Fidelis E. Satriastanti
The World Wide Fund for Nature (WWF) is pushing for an investigation into the death of a dozen rare Sumatran elephants in the past three months.
“We really regret the death of those elephants,” Dede Suhendra, WWF Aceh program manager, said in a press statement on Monday. “This would not have happened if there were efforts to prevent this in areas prone to conflicts with elephants.”
The recent spate of human-elephant conflicts highlights the need for the implementation of the Protocol on Conflict Mitigation between Elephants and Humans in Aceh, Dede said.
In Aceh alone, five elephants were found dead between March and June — two in Aceh Jaya in March and May and three in East Aceh on June 2. In Riau, seven elephants were found dead in the Tesso Nilo forests between March and June.
Officials found the most recent dead elephant in Lubuk Kembang Bunga, in Ukui, Pelalawan on June 7. The elephant, a young male, was already a skeleton and was missing its tusks.

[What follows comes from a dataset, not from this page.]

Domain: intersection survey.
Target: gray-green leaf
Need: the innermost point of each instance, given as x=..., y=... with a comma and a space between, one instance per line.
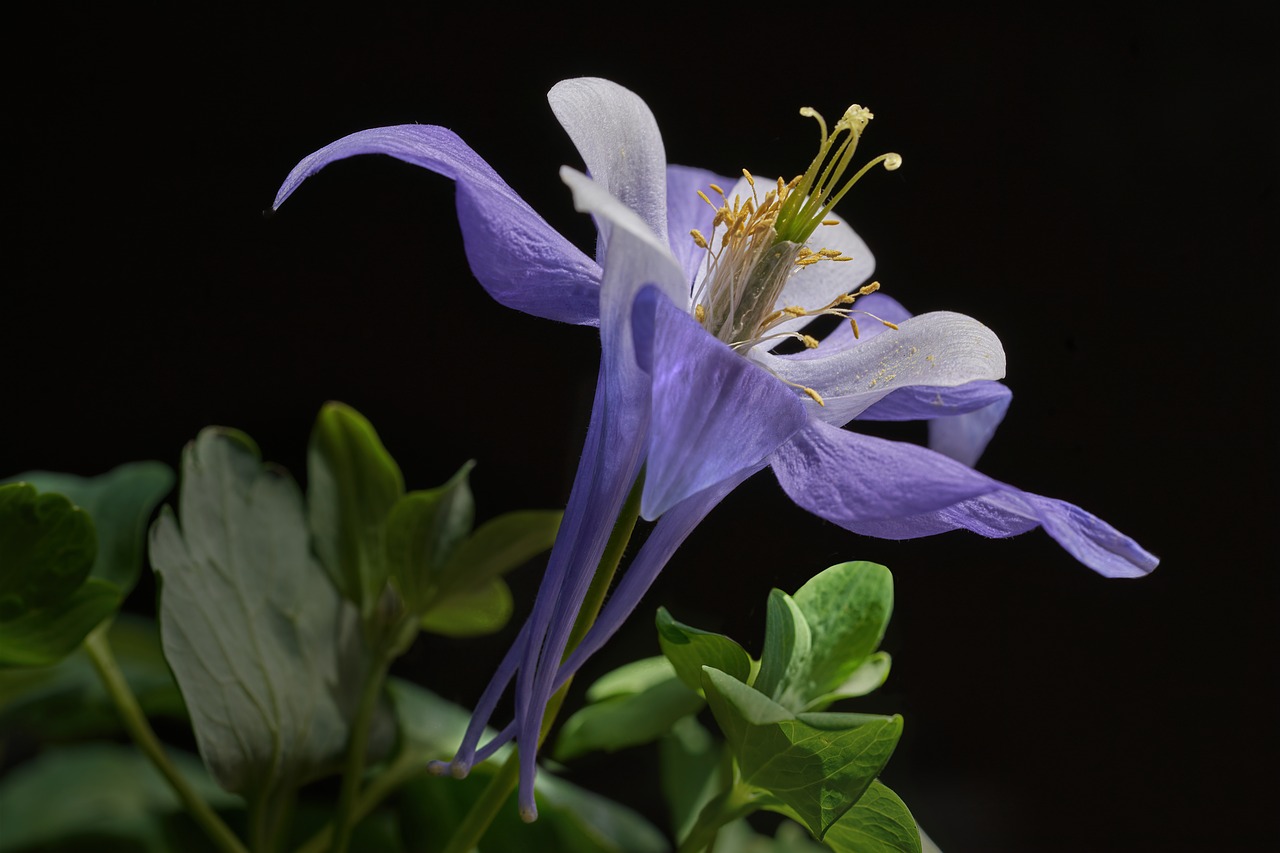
x=256, y=634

The local Tesso Nilo National Park Nature Conservation Office is investigating the death of seven of the rare pachyderms.
“The recent cases of elephant deaths are really worrying, considering it is a drastic increase compared to previous periods. In 2011, there were no reported death of elephants in Tesso Nilo and only two elephant deaths were reported from the entire Riau province that year,” Dede said.

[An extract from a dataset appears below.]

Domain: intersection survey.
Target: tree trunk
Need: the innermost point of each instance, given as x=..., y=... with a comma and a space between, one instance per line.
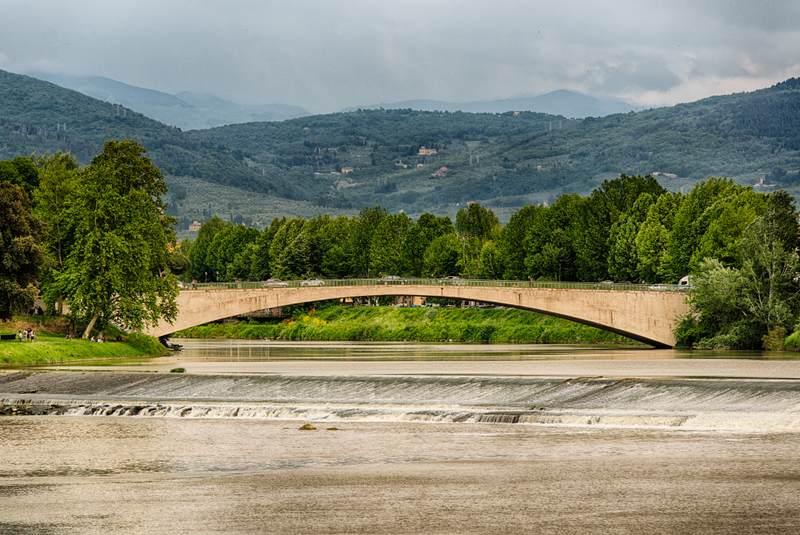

The illegal encroachment of people into protected forest is likely behind the rising numbers, Dede said. Close-quarters living with Sumatran elephants often results in elephant-human conflicts that later lead to elephant deaths.
The missing tusks were also a red flag, Dede said.
“There needs to be an investigation into the possibility that some people are making use of the conflict to obtain elephant tusks,” he said.
The number of Sumatran elephants in the wild has dropped dramatically in the past four years. The International Union for Conservation of Nature has said the species is now in “critical” condition, or one step away from extinction.
There are an estimated 2,400 to 2,800 elephants remaining in the wild, down from the 3,000 to 5,000 reported in 2007.